注・「イントゥ・ザ・ワイルド」:東海岸の裕福な家庭に育った優秀な主人公は、両親の欺瞞的なあり方や、自分を取り巻く物質的な価値観から逃れるべく、大学を卒業したある日、身分証明書を破棄して、さすらいの旅に出る。実話に基づいたノンフィクションを、アカデミー賞俳優のショーン・ペンが映画化した。

小田嶋:(気を取り直して)俺は、あれは素晴らしくいい映画だと思ったんだ。それこそ単純に。

:本当に素晴らしい。

岡さんはご覧になりましたか。

:もちろん観ましたよ。

小田嶋:どこが、というんじゃないけど、男の子が大人になることの大変さというのが非常に鋭く描かれていて、とても身に迫るものがある。自分もそうだけれども、若いやつというものの、その、可哀想さが。

:結局、孤独です。孤独そのものが美しく、かけがえのないことだけど、人が長じた後に孤独になるって、物理的に難しいじゃない。

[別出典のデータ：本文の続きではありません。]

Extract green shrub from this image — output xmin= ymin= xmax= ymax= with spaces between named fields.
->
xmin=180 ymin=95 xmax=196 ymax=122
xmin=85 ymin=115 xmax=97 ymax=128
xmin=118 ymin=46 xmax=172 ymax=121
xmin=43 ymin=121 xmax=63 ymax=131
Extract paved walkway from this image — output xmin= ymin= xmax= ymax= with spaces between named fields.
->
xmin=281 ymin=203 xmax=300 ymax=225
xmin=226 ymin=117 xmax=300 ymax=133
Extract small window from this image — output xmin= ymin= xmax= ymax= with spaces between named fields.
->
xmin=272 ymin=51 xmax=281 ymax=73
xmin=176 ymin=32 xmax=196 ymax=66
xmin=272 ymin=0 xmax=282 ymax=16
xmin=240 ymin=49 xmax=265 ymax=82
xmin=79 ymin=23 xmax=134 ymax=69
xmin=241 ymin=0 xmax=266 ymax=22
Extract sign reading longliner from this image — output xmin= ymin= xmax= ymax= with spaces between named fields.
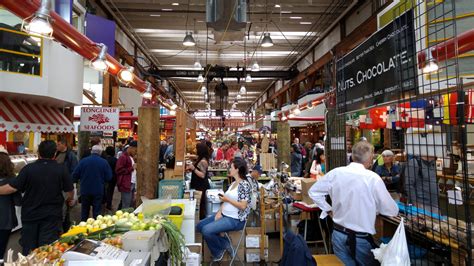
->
xmin=80 ymin=107 xmax=119 ymax=132
xmin=336 ymin=10 xmax=417 ymax=114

結婚して子供が生まれたりしたら、それこそもう、生涯、孤独はあり得ないわけだから。「モーターサイクル・ダイアリーズ」もそうだったけど、若き主人公が孤独で漂流すると、いい映画になっちゃうんだよね。

小田嶋:そうそう。でもさ、日本映画でこのテーマでいい映画ってあまりないんだよ。

:そうだね、漂流するには国土が狭すぎるんだ。すぐ町があるから。

小田嶋:その意味で、日本では孤独ってやつをあまり貫徹できないんだよ。

:脱藩して定住地がなかった坂本龍馬の人気が高いのは孤独だったからかもしれない。20代から30代初めで死ぬまで、いろいろなところをうろうろしてさ。

でも女の人には恵まれていたんですよね。

:そうだった。女たらしではあった。